Underpayment can affect almost anyone, but it is most common for:
- Freelancers and Gig Workers: Since no employer is withholding their taxes.
- Investors: People who sell stocks or crypto for a large profit but don’t pay tax on those gains immediately.
- Employees with “Side Hustles”: People who have enough withheld from their 9-to-5 job for their salary, but forget to pay taxes on their extra income.
- Landlords: Those receiving rental income that isn’t subject to withholding.
- High-Income Earners: Who may be subject to the 110% safe harbor rule.
6. Common Mistakes Related to “Underpayment”
- Ignoring the “Pay-As-You-Go” rule: Thinking you can just pay everything in April without consequences.
- Incorrect W-4 settings: Not adjusting your withholding at your job after a life change (like a spouse starting a new high-paying job).
- Missing quarterly deadlines: Even if you pay the right total amount, paying it all in the fourth quarter can still trigger a penalty for the first three quarters.
- Not accounting for the Self-Employment Tax: Freelancers often remember income tax but forget they also owe Social Security and Medicare taxes.
7. Forms Related to “Underpayment”
- Form 2210: Underpayment of Estimated Tax by Individuals, Estates, and Trusts. This is used to see if you owe a penalty and, in some cases, to ask the IRS to waive it.
- Form 1040-ES: The worksheet used to calculate estimated payments to avoid underpayment.
8. “Underpayment” vs. Related Terms
- Underpayment vs. Tax Gap: The “tax gap” is the total difference between what the IRS is owed by everyone and what it actually collects. “Underpayment” is your specific failure to pay enough during the year.
- Underpayment vs. Delinquency: Underpayment refers to not paying enough during the year; delinquency usually refers to not paying at all or failing to file a return.
9. Related Glossary Terms
- Early distribution
- Bank levy
- High deductible health plan
- Assignment of income doctrine
- Gig economy income
- Taxable termination
- Corporation
- Schedule 3
- Qualified dividend
- Relationship test
10. FAQs About “Underpayment”
Is there a minimum amount before the penalty kicks in?
Generally, if you owe less than $1,000 in tax after subtracting your withholding and credits, you won’t owe an underpayment penalty.
Can I get the underpayment penalty waived?
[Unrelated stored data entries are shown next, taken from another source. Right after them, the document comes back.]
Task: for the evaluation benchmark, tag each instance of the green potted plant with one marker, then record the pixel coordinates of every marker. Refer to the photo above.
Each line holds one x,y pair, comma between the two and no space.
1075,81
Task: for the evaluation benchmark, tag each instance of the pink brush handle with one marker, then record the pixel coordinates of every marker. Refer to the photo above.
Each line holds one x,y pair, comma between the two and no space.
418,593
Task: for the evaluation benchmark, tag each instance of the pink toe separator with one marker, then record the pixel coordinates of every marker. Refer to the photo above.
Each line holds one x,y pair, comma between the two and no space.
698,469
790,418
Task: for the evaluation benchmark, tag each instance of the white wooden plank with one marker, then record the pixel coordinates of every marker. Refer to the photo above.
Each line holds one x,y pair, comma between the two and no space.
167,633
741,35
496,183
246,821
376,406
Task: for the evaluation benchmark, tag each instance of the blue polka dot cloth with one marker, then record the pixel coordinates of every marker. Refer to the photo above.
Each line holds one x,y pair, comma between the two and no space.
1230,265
Yes, in certain circumstances like a casualty, disaster, or other unusual event. If you retired or became disabled during the year, you might also qualify for a waiver.
How do I know if I’m underpaying right now?
You can use the IRS Tax Withholding Estimator on the IRS website. It’s a good idea to check this in the summer and fall to make adjustments before the year ends.
Does underpayment affect my credit score?
No, the IRS does not report underpayment or tax debt to credit bureaus. However, a federal tax lien (for very large, unpaid debts) can still cause significant financial problems.
11. Final Takeaway
Underpayment is a common trap, especially for those new to self-employment or investment gains. While it’s easy to focus on the April deadline, the IRS expects you to stay current with your taxes all year long. By understanding the Safe Harbor rules and checking your withholding or estimated payments mid-year, you can avoid the frustration of paying extra penalties and interest to the government.
12. Disclaimer: This article is for general educational purposes only and should not be considered tax, legal, or financial advice. Tax rules can change, and your situation may be different. Consider consulting a qualified tax professional before making tax decisions.